Decisions made based on political considerations do not help to control the pandemic, he said.

“The most important part now is that we address the root cause of this pandemic and playgrounds are not the root cause, really not. What we see is a pandemic now that is focused, unfortunately, on essential workers and their families,” Juni said.

“We need to pay people in an uncomplicated and efficient manner to stay home if they’re either sick or exposed. And this means generous, immediate and guaranteed. Otherwise, this doesn’t work, he added. 

“If you live from paycheque-to-paycheque and you can’t pay your rent, if something just drops away, you can’t just wait and have some complicated process.”

Juni told CBC Radio’s As it Happens on Monday that he nearly quit on Friday over Ford’s response but decided against it because stepping down would make things worse in Ontario.

Baseball bats lean against a fence in a baseball diamond in Hamilton. (Evan Mitsui/CBC)

In a regulation issued on Friday, the government said people will not be allowed to use outdoor recreational amenities and these amenities include outdoor sports facilities and multi-use fields.

The regulation makes specific reference to baseball diamonds, soccer fields, frisbee golf locations, tennis, platform tennis, table tennis, pickleball courts and basketball courts, BMX parks and skate parks.

Juni said he wondered if he needed to be clearer with his recommendations.

“I don’t think that we can be any clearer. This is a problem at the receiving end. We need to stop having political considerations guide this pandemic. This does not work. It hasn’t worked in the past. It won’t work now. It hasn’t worked in other jurisdictions. Why should it work in Ontario? It does not.”

Sports advocate calls on province to lift ban on amenities

In an interview on CBC Radio’s Metro Morning, Kristi Herold, the founder and CEO of Sport and Social Group, urged the province to lift the ban on outdoor recreational amenities. The club runs recreational sports leagues for adults across Ontario.

Herold said she believes Ontario residents should be allowed to play organized sports for the sake of their mental and physical well-being. She said there are ways to do so safely with public health protocols in place.

“What I would like is for our province to listen to our Ontario science advisory table. And the science that they are sharing with us is saying 99.9 per cent of transmission is occurring from indoor activity,” she said.

“I believe we should be encouraging people to get outside, to play and be active in a safe way. There are protocols and frameworks that we can easily put into place, whether you are playing a game of pickup, or playing an organized game of soccer, or softball, or beach volleyball, or practising with your team. The science is backing us up.”

A basketball net hangs from a backboard in Ottawa. (Francis Ferland/CBC)

Herold said people in Ontario, especially under lockdown, need the social connection and physical outlet they glean from sports.
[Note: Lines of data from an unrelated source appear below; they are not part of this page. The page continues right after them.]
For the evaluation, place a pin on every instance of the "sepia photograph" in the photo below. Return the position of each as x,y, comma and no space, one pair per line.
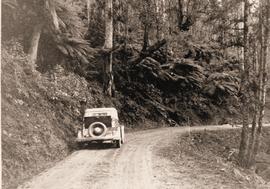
135,94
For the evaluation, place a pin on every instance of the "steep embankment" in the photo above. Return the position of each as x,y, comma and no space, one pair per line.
39,117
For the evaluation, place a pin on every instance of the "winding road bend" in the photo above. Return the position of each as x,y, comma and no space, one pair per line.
134,166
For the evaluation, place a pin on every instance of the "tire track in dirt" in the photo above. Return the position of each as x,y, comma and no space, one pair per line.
134,166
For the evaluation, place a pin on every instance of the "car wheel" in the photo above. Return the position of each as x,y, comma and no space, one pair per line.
118,144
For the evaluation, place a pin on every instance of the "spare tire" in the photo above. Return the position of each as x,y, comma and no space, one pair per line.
97,129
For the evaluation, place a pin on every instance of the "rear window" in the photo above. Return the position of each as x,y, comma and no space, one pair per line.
107,120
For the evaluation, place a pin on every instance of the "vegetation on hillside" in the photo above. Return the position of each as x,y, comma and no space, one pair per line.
175,62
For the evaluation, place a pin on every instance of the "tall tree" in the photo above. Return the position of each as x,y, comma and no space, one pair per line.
263,72
108,45
244,92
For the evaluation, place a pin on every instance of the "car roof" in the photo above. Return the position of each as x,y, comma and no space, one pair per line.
110,111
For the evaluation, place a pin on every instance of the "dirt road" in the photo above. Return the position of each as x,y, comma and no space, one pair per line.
134,166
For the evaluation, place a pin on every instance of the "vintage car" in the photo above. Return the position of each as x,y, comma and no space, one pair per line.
100,125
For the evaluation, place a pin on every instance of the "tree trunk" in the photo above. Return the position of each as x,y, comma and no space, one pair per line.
244,94
33,50
180,15
263,74
108,45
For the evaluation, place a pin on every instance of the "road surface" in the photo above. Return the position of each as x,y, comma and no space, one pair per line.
134,166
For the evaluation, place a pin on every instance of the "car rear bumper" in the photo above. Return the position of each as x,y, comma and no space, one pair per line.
90,139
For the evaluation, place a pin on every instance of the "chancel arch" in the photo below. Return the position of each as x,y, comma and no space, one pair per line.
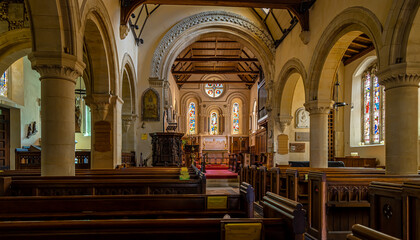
336,39
104,99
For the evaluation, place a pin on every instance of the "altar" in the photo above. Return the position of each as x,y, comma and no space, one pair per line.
216,149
To play sports safely in a pandemic, participants would need to keep two metres apart, and if they cannot maintain that distance, they would need to wear masks. They would also be required not carpool to games and not go into locker rooms. They would have to stay safely distanced on the sidelines, and then they would have to go home after games instead of going indoors with friends.

Herold said not being able to play sports and be active outdoors is creating a lot of sadness in Ontario. Physical health is directly related to mental health, she added. As well, all team sports should not be treated the same because softball, for example, is doesn’t have the same contact as rugby, she said.

“We know that play is a critical part of life for all ages, youth and adults,” she said.